The Press and Journal
25 March 2014,
Insurers blamed for delays as Brit’s bail hopes raised
By laura paterson
Insurers are being blamed for the failure to pay wages to 35 men – including a former soldier from Argyll – who have been held without trial in India since last October.
The boss of the company they were working for when they were arrested has denied responsibility and has blamed an insurance broker and two insurers who he says have also not covered the legal expenses.
Meanwhile, hopes are high the men may finally get bail in the next few days.
Ahmed Farajallah, acting president of Washington-based maritime security specialist Advanfort, whose father is the owner, confirmed the men from his vessel, the Seaman Guard Ohio, had not had their full salaries since their detention.
“All this is bad enough for the prisoners and their families, but now the insurers of the Seaman Guard Ohio have refused to reimburse Advanfort for any of the expenses.

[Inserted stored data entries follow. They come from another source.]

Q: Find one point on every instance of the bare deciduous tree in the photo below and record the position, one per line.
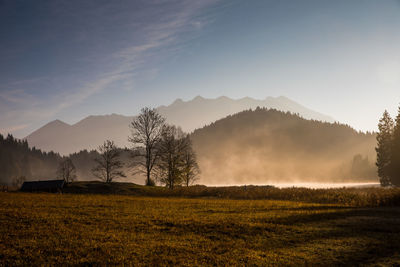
(146, 132)
(108, 165)
(66, 170)
(190, 168)
(177, 162)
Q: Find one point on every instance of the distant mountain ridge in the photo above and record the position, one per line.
(91, 131)
(264, 146)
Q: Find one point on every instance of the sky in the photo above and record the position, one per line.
(70, 59)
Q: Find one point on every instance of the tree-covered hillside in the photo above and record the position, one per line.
(266, 145)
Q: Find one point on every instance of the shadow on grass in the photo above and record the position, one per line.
(377, 231)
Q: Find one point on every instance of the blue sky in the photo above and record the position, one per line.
(70, 59)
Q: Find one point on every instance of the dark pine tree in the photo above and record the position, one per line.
(384, 148)
(395, 160)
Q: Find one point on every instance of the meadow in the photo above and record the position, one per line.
(90, 229)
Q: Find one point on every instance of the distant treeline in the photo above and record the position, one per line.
(18, 160)
(253, 146)
(261, 145)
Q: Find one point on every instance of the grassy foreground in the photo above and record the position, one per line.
(39, 229)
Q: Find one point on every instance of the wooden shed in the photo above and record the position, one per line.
(53, 186)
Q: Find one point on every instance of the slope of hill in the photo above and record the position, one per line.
(264, 146)
(90, 132)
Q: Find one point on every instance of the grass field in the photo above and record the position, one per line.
(39, 229)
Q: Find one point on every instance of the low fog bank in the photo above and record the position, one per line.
(270, 147)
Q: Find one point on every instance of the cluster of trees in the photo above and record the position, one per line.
(388, 150)
(19, 162)
(160, 151)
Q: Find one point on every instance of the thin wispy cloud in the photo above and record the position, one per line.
(145, 39)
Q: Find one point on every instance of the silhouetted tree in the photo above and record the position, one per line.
(66, 170)
(18, 181)
(384, 148)
(177, 162)
(108, 164)
(395, 153)
(190, 168)
(170, 163)
(146, 130)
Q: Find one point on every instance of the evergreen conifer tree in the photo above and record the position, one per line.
(395, 153)
(384, 149)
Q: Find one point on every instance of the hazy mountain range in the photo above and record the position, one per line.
(90, 132)
(263, 146)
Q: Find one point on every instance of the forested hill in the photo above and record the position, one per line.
(18, 159)
(266, 145)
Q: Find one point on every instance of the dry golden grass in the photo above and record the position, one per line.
(39, 229)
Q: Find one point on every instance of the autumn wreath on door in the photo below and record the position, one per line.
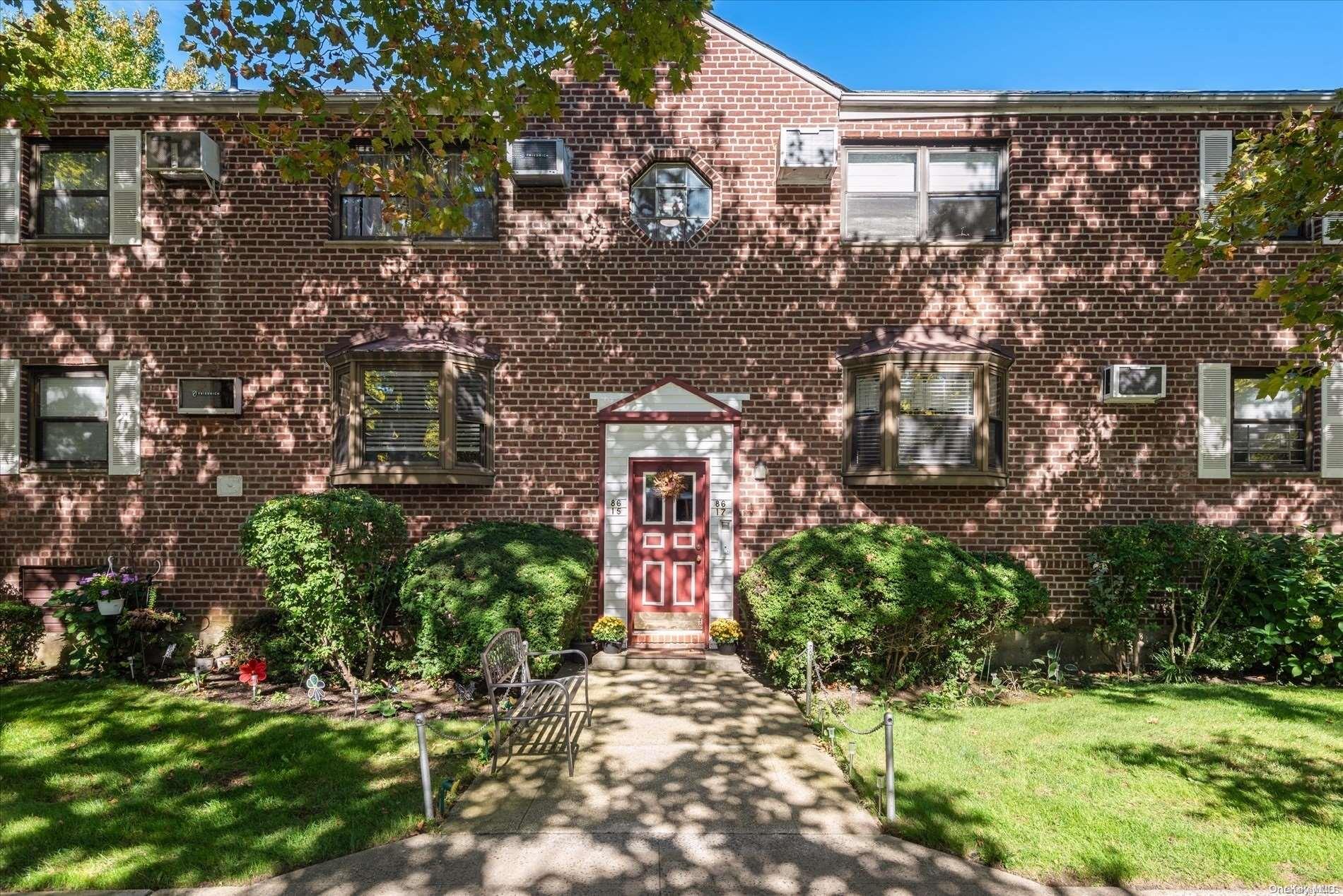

“Aon, a company whose responsibility is to see to it that insurers pay out claims, has been unresponsive as well.
“Now, Advanfort is assembling a legal team to weigh its options due to Aon’s lack of timely response.”
Mr Farajallah said Advanfort was putting together a legal case to put Aon on notice for “dragging its feet”.
The men are reportedly held in disgusting conditions with rats for company in unhygienic cells.
All have lost several stones in weight andsome are showing signsof serious mental conditions.
Among the six detained British guards is Billy Irving, 33, of Oban in Argyll.
Neither of the two insurance companies involved, Lodestar and Travelers, would comment.
A spokeswoman for the broker Aon insisted it would continue to do everything it reasonably could to support AdvanFort in the difficult situation.
She said: “We sympathise with AdvanFort, the crew and their families, and of course desire to see the families reunited as quickly as possible.
“Aon is AdvanFort’s insurance broker and does not act as the insurer or underwriter and therefore lacks authorisation to pay any claim. We will continue in our efforts to work with AdvanFort, its attorneys and its insurers to seek to resolve the situation.”
The 35 men have appeared several times in a Tuticorin court for bail hearings. Bail has now been agreed in principle and they are expected in court again tomorrow to find out the bail terms.
None of the relatives of the jailed men who were contacted were willing to comment at this stage.